The analysis released today explores related issues in more depth, including the contribution of irrigated agriculture to Australian food security, levels of global grain stocks, and the contributions of international trade and Australian exports to food security in other countries.

Australia’s agricultural producers do rely on global supply chains and imported inputs. Shortages or disruptions to these inputs have not yet been significant or widespread, but could reduce productivity and profitability.

While action is already in train to address key issues, it will be important for business and government to continue actively monitoring and managing these risks.The Conversation

Authors: Steve Hatfield-Dodds, Executive Director, Australian Bureau of Agricultural and Resource Economics and Sciences (ABARES) and Peter Gooday, Acting Executive Director Agriculture, Water, Australian Bureau of Agricultural and Resource Economics and Sciences (ABARES)

Read the latest ABARES Insights paper, ‘Analysis of Australian food security and the COVID-19 pandemic’.

This article is republished from The Conversation under a Creative Commons license.
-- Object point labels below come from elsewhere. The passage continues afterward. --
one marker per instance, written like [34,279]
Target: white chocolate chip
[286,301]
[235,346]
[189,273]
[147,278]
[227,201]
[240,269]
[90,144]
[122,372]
Read the original article.


Rice industry challenges findings

The Ricegrowers’ Association of Australia has taken to task ABARES’ claim in the Insights report that rice shortages are due only to panic buying, and that Australia is not at risk of a supply shortfall.

The association says the report fails to draw on the most recent international developments affecting global rice stocks and trade in response to the COVID-19 pandemic, and fails to recognise the impacts of water policy reform and drought in driving down Australian rice production in 2019 and 2020.

It makes the points that:

  • Australia is not currently self-sufficient in rice, and faces a serious shortfall risk.
  • Due to water policy and drought, the Australian rice harvests of the last two years represent less than 25 per cent of annual Australian consumption.
  • If more water is not made available at cheaper prices between now and the 2020 rice planting window in October, another extremely small Australian rice crop is likely.
  • ABARES assumes if the drought does not break, Australia can rely on rice imports instead.
  • However, international supply chains are struggling to meet higher than normal demand here and overseas due to the COVID-19 pandemic, widespread drought and locust plagues.
  • Some rice exporting nations, including Vietnam, Cambodia and Myanmar, are now restricting exports due to their COVID-19 food security concerns amid persistent drought.
  • ABARES relies on International Grain Council forecasts to claim global grains stocks are abundant, based on current national inventories and forecast harvests in 2020-21.
  • This ignores the latest developments as described above, where many exporting countries are now holding inventories rather than trading due to domestic food security concerns.
  • It also ignores how COVID-19 restrictions on seasonal worker movements may affect how much rice is panted and harvested in the northern hemisphere in 2020.
  • ABARES has failed to include an important cautionary note in the most recent International Grains Council’s COVID-19 statement, dated 26 March: ‘The Council’s projections for supply and demand are tentative until the progress and duration of the pandemic become clearer’.
  • ABARES has failed to consider how long Australia’s low rice stocks will last at current demand rates. It’s a big assumption to think Australians will stop buying while they eat their way through their panic-bought stocks, and fails to consider what happens after that.
  • Australia overall may not be facing a food security issue, but there is a question mark over one staple – rice. Unlike dairy and other cereals, rice can only be irrigated.
  • Australian ricegrowers are the most water efficient in the world, using half the global average water per tonne of crop.
  • Our rice paddies provide valuable feeding and feeding habitat for waterbirds and animals, including the Australian bittern.
  • We are environmentally sustainable, and highly water efficient – but without guaranteed water for 2020, we cannot guarantee Australian households will not run short of rice.